Malgrado non abbia raggiunto
in carriera i brillanti risultati di Nicola Pietrangeli o Adriano Panatta, ha entusiasmato il pubblico italiano
per via della sua bizzarra personalità, del suo raffinato tocco di palla e
soprattutto del cuore che ha sempre messo in campo quando
si è trattato di difendere i colori italiani in Coppa Davis (celebri la vittoria contro Mats Wilander a Cagliari
nel 1990
e quella contro Mark Woodforde a Firenze
nel 1993).
Tra le principali
caratteristiche tecniche, il diritto precisissimo e penetrante e soprattutto un
eccellente rovescio a tutto braccio (che Giampiero Galeazzi ha
ribattezzato turbo-rovescio).
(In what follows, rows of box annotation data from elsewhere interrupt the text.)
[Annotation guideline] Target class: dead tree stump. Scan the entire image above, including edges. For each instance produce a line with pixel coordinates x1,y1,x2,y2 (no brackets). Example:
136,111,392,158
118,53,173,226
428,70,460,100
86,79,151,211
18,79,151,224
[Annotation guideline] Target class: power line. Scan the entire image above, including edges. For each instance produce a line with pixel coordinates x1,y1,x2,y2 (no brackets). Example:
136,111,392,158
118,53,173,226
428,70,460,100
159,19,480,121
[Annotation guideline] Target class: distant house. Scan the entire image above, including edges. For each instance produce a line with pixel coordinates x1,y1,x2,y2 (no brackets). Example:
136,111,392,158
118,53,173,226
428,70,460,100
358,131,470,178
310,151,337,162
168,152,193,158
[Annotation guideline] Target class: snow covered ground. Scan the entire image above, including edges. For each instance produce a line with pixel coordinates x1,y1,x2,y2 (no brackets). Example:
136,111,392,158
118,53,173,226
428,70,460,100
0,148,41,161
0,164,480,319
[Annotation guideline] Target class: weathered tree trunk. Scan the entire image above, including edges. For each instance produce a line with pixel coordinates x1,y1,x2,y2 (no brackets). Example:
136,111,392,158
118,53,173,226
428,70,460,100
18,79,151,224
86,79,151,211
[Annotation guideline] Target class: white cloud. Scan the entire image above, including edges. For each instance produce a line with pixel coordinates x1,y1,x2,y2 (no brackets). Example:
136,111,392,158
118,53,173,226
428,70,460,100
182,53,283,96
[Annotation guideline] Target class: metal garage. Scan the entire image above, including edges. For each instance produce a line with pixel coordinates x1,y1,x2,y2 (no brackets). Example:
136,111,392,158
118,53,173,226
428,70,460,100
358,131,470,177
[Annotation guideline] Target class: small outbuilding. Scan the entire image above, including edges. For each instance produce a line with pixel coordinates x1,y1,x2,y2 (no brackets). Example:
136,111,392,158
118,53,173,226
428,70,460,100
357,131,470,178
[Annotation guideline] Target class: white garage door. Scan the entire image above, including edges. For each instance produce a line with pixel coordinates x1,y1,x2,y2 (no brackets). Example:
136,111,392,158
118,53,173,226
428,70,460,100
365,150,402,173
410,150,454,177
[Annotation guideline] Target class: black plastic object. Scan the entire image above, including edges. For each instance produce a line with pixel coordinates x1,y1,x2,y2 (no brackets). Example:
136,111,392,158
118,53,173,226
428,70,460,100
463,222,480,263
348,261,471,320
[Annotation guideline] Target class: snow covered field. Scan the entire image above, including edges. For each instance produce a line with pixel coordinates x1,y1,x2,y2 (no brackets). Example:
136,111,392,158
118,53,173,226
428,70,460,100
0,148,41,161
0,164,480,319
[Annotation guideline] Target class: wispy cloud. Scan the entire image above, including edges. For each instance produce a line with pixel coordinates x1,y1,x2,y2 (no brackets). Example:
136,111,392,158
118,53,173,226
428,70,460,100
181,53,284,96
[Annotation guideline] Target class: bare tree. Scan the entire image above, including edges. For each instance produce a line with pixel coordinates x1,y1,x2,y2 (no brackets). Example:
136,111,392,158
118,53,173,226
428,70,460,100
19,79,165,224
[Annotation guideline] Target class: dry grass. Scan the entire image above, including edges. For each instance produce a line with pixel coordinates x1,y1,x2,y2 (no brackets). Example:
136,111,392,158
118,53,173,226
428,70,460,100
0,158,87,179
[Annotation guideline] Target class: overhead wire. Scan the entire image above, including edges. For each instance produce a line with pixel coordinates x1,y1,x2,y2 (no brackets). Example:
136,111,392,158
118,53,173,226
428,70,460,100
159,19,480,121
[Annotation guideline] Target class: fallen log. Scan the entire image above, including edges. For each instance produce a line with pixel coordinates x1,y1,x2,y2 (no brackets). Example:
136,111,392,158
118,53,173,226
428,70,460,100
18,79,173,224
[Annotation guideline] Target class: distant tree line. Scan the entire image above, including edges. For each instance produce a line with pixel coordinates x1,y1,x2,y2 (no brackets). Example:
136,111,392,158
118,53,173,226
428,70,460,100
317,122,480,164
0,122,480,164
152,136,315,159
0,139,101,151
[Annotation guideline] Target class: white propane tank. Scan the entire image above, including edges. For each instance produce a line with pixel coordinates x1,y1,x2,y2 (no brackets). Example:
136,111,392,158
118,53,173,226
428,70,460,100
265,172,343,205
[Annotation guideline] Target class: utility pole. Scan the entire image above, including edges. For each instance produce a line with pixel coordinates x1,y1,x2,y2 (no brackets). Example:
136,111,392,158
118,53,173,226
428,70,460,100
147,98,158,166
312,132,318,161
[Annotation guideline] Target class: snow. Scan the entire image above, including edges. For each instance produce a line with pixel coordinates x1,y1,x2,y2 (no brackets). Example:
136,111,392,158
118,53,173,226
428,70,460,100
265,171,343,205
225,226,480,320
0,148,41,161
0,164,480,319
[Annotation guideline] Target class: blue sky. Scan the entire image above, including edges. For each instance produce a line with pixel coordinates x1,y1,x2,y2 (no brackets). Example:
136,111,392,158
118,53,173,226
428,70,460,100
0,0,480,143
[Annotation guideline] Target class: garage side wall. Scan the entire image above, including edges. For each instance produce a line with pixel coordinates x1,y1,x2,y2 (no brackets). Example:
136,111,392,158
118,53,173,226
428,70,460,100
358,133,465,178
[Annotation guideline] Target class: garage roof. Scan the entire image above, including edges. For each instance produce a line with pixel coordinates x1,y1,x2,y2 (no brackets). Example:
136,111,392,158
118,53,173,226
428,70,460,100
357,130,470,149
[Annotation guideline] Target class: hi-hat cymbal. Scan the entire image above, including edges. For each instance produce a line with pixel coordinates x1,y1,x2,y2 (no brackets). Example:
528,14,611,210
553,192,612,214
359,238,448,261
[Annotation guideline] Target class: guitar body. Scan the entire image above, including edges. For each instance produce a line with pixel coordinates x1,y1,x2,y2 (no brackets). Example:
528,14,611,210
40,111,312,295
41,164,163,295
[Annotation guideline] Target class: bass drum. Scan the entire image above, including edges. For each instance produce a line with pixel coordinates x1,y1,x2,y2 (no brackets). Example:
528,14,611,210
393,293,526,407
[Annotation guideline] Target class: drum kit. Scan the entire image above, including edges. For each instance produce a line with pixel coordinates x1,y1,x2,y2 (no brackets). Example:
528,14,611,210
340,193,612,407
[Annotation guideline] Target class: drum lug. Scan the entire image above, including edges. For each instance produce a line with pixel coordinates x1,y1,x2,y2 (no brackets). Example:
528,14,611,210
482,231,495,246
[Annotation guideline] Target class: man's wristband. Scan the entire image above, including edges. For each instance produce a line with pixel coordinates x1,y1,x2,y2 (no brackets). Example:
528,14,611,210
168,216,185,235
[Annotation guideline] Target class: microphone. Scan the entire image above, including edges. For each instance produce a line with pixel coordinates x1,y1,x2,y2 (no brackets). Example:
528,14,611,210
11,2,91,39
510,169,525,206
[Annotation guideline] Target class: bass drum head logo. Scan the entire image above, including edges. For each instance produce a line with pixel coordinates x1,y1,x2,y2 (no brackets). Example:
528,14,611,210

È stato penalizzato nella sua carriera da un
servizio non sempre all'altezza della situazione, da un fisico non
particolarmente atletico e soprattutto da una personalità instabile, che gli è
valsa il soprannome di Neuro-Cané da parte del
celebre giornalista Gianni Clerici, il
quale comunque ne apprezzava i gesti tecnici (parlava di "manina
benedetta").
Ha vinto in carriera 3
tornei dell'ATP (Bordeaux
1986, Båstad 1989 e Bologna
1991), più numerosi tornei
minori, fra i quali Genova,
Torino,
San Marino,
Dublino.
Ha conseguito la medaglia di bronzo ai giochi olimpici di Los Angeles nel 1984 (quando il tennis era sport dimostrativo) e ha raggiunto i
quarti di finale ai giochi olimpici di Seul
nel 1988.
Ha raggiunto il numero 26 del ranking mondiale (nel 1990) e vanta nel suo
palmares prestigiosi successi contro campioni come Jimmy Connors, Stefan Edberg, Mats Wilander, Pat Cash.
È stato fidanzato con la
cantante Paola Turci.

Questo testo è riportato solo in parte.